如果你之前了解过增量统计信息维护,但因为sysaux中额外的空间使用而决定不使用的话,则这个增强是特别适合的。oracle database 12c release 2解决了这个问题,并且,在多种场景下,降低了管理synopses所需的系统资源量。
一种synopsis的新类型
synopsis是存储在一对数据字典表(sys. wri $ _optstat_synopsis$ 和sys.wri $ _optstat_synopsis_head $ )中的元数据。该元数据由oracle自动管理,所以,通常并不需要知道其底层实现。尽管如此,我还是会介绍一些细节,因为这将帮助我们理解其为何变化得如此显著。

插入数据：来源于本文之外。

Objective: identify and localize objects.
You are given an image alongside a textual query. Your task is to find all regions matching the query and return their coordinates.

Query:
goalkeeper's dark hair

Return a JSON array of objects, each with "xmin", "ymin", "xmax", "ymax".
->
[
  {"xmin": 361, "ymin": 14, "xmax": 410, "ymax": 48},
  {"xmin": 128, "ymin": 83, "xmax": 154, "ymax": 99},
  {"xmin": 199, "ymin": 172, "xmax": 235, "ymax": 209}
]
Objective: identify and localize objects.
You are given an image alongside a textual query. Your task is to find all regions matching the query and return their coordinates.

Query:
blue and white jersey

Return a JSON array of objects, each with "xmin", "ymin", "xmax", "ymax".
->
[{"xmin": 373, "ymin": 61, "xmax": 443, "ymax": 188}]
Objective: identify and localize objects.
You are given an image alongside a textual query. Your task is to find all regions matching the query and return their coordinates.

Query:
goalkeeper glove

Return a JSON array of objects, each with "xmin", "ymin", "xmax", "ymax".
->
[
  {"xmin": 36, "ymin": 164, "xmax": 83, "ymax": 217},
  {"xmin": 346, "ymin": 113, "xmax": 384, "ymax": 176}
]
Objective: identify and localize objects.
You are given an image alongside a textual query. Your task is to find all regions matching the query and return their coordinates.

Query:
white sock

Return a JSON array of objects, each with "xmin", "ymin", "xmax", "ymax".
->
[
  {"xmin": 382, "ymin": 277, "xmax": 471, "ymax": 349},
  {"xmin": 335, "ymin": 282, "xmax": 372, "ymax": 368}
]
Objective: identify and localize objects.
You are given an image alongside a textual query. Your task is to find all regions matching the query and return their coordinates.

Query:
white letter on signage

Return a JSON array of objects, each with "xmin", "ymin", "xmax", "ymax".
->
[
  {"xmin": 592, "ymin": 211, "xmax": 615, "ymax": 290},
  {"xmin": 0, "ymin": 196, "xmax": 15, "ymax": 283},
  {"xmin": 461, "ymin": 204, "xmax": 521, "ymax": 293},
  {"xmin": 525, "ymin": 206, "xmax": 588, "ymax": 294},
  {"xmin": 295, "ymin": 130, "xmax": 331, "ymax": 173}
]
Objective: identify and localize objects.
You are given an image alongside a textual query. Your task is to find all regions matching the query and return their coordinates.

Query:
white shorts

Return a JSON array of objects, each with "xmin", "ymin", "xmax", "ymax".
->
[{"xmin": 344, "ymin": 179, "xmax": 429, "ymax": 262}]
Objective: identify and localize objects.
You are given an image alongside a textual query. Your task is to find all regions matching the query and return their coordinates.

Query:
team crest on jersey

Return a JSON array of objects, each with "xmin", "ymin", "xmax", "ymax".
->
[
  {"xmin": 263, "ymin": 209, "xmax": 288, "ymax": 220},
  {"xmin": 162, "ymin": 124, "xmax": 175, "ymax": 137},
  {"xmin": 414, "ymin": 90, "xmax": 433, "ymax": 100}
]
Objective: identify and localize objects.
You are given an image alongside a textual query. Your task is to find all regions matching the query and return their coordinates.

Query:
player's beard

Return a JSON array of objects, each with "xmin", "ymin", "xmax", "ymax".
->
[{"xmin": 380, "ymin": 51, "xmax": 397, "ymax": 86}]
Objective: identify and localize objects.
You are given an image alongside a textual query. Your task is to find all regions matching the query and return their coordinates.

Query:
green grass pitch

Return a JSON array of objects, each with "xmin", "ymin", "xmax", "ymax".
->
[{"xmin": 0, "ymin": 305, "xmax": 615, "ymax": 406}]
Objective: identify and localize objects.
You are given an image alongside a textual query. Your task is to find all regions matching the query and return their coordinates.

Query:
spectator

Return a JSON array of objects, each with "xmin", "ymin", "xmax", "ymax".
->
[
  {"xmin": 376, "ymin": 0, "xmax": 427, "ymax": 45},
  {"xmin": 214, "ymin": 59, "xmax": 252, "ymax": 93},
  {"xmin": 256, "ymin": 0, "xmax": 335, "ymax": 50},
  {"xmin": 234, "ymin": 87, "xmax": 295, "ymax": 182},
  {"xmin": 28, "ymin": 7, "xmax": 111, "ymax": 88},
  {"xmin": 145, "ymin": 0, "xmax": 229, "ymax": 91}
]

oracle database 12c release 2中的synopses目前使用(默认情况下)称为hyperloglog (hll)的算法创建。这是计算表列值中大致唯一值数量的最先进算法。尽管它是近似值,但它仍然是非常精确的,典型的误差率小于2%。在oracle database 12c release 2之前,synopses由存储在 wri $ _optstat_synopsis $ 表中的行构成。如果有大量的分区和表列,并且列上包含有大量的唯一值,则表中的行数可能是非常大的。新格式的synopses不在该表中存储行,取而代之的是部分额外的哈希数据被存储到wri $ _optstat_synopsis_head $ 表中(使用spare2列)
新的synopses能小多少?好吧,正如你可能已经猜到的,顾问们的说法:“视情况而定”。如前所述,synopses使用的空间是分区数、列数和列上唯一值数量的函数。我可以给你举一个例子:在我们的测试系统有一个8tb的测试表,有84个分区。旧格式的synopses的大小是大约160mb,而新格式的synopses只有6mb。我在github上创建了一个示例(见下文),用于产生大量的synopsis数据。在这个示例中,新格式的synopses几乎不占用任何空间,而老格式的synopses则占用了大约160mb(在sysaux中)。
如何使用
为了使用新格式的synopses,你需要做什么吗?什么都不需要!如果你选择使用增量统计信息,会默认使用。而且,相较于早期版本,需要你在oracle database 12c release 2中做的,并没有什么不同。
synopses控制
你可以使用dbms_stats中的,名为approximate_ndv_algorithm偏好参数来控制创建的类型。
默认值是repeat 或 hyperloglog:如果一个表正在使用旧格式的synopses,那么它将继续这样使用旧格式,而如果一个表正在使用新格式的synopses,那么也将继续使用新格式。
没有什么理由使用默认值之外的值,除非你正在升级数据库到oracle database 12c release 2。如果是这种情况,你可能要考虑其选项。下面会谈及。
升级
如果你正在升级一个使用增量统计的数据库,那么你会希望迁移到使用新格式的synopses。你要怎么做呢?最初需要注意的是那些同一张表中,即有旧格式,又有新格式synopses的表分区。好消息是你可以控制何时,以及如何从一种类型的synopses过渡到另一种。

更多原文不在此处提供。